Tesla (TSLA) has skyrocketed 50% since announcing the stock split on August 11th. It is now trading at almost $ 2,100 per share.
Once the split takes effect on August 31, current Tesla investors will receive five shares for each one they own. That will cut the price by a fifth, to nearly $ 420 per share. The market value of Tesla, which now hangs around $ 390 billion, will remain the same.
Tesla is expected to generate nearly $ 30 billion in annual revenue this year. That’s nothing to sneeze at. Mar Fiat Chrysler (FCAU) is rumored to report $ 100 billion in sales by 2020. GM (GM) en Ford (F) are each forecast to post annual revenue of more than $ 110 billion.
However, Tesla’s market value is now more than four times the combined market cap of Detroit’s Big 3.
It seems silly for investors to plow into the stock just because it is going to split.
A majority of Wall Street analysts bet against Tesla. Of the 33 who officially follow the stock, only eight have a purchase amount on Tesla, while 15 have rated it a rating and 10 have a recommendation.
Only three of Tesla’s analysts currently have a price target above $ 2,000. The consensus target is just under $ 1,300 – almost 40% below its current price.
Tesla continues to be a big target of short sellers, investors who borrow and sell the stock with the hope of eventually buying it back at a lower price.
Of course, Tesla fans can correctly point out that analysts have been consistently wrong and that Wall Street should ultimately raise its earnings forecasts and price targets on the stock market.
Tesla could also get a further boost if it is finally added to the blue-chip S&P 500 index – a move that could happen soon now that the company has posted a constant run of profitable quarters.
Mutual funds and ETFs that mimic the S&P 500 will be forced to accidentally add Tesla shares if the company is added to the index.
If Tesla were in the S&P 500, it would be the ninth largest company in the index. The market value of Tesla has passed Walmart’s (WMT) on Friday.
Only eight companies – Call (AAPL), Amazon (AMZN), Microsoft (MSFT), Google Owner Alphabet (GOOGL), Facebook (FB), Warren Buffett’s Berkshire Hathaway (BRKB), Fisa (V) en Johnson and Johnson (JNJ) – are worth more than Tesla.
The fact that so many short sellers stepped up in Tesla may have also helped fuel the rally.
As short sellers lose more money as the price goes up, investors betting against Tesla are often forced to buy back the stock to cover their position and prevent further losses. This causes a phenomenon known as a short squeeze that can push the stock even higher.

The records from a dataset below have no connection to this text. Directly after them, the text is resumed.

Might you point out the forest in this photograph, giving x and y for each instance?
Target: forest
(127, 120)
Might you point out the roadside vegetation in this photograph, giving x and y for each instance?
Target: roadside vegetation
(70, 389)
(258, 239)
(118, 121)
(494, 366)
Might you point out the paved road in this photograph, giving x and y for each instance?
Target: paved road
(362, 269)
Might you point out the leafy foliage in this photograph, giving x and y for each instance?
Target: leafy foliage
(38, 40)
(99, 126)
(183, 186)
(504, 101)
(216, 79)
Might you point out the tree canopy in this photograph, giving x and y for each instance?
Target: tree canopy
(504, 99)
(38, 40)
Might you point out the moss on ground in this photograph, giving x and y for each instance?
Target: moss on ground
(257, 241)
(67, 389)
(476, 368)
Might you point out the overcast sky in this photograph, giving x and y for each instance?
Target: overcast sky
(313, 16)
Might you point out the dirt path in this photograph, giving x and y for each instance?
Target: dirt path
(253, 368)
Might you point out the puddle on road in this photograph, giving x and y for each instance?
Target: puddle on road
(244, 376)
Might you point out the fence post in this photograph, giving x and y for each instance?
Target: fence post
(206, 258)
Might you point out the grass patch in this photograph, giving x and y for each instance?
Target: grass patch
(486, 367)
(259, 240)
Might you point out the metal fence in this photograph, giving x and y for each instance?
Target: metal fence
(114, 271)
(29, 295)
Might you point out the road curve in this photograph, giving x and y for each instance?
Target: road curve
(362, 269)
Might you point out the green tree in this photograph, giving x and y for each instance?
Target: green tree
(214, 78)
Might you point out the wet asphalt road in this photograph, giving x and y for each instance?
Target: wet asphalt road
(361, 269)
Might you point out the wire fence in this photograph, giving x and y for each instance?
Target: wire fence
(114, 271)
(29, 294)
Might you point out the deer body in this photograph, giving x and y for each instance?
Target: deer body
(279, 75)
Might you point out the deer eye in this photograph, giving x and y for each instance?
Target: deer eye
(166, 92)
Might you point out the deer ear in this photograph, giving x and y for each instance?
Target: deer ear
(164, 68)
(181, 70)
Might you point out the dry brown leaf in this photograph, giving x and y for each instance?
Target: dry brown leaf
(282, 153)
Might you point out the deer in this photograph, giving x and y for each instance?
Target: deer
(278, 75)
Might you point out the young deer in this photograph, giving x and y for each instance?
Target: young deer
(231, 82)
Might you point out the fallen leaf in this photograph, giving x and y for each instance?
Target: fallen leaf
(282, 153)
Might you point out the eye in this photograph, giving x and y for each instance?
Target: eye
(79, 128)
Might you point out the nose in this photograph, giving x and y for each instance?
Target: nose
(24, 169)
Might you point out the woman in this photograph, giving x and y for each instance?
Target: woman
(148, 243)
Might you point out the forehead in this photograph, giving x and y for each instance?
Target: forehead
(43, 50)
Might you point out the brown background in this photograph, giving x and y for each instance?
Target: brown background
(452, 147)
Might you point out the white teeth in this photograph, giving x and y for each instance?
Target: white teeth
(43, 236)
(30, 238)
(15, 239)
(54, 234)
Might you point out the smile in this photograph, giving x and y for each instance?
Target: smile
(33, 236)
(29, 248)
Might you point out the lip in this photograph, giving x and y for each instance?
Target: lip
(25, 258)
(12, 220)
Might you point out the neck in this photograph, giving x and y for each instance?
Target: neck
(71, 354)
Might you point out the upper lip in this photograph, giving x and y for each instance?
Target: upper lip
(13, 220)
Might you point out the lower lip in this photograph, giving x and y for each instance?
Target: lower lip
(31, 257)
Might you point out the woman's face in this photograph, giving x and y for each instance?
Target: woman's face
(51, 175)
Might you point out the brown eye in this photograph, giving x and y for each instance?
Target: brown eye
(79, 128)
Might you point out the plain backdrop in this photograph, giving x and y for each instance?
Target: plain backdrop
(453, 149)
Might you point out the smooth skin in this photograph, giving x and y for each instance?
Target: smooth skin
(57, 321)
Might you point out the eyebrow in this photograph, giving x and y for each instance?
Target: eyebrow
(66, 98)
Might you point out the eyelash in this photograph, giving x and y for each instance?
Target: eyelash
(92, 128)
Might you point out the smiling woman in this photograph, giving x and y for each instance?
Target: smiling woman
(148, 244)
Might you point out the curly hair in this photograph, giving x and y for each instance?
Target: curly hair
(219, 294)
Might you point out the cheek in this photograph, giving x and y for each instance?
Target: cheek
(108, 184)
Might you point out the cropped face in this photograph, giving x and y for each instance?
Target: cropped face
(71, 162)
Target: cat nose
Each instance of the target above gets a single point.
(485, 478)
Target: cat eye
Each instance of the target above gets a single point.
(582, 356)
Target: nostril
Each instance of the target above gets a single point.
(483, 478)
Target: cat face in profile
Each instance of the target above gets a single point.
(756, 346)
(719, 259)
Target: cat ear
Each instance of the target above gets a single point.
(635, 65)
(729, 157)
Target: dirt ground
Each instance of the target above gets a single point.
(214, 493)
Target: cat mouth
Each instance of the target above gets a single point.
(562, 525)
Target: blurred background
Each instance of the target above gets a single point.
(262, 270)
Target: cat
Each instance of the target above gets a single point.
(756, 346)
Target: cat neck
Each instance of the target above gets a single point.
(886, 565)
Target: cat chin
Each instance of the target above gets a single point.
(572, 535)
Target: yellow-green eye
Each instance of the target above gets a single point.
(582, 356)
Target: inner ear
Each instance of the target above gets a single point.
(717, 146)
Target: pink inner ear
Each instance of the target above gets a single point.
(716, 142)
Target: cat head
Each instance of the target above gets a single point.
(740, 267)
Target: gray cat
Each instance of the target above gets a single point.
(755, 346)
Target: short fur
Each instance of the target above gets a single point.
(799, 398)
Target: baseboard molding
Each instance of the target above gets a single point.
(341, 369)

But even Tesla bulls Ross Gerber, co-founder and CEO of wealth management firm Gerber Kawasaki and an owner of Tesla shares,
tweeted Thursday that he thinks the scholarship “is potentially offered by people who think the split will make them money. Be careful.”
“It’s OK to take something off the table. I have,” he admitted, adding that he sold some shares when they hit $ 2,000.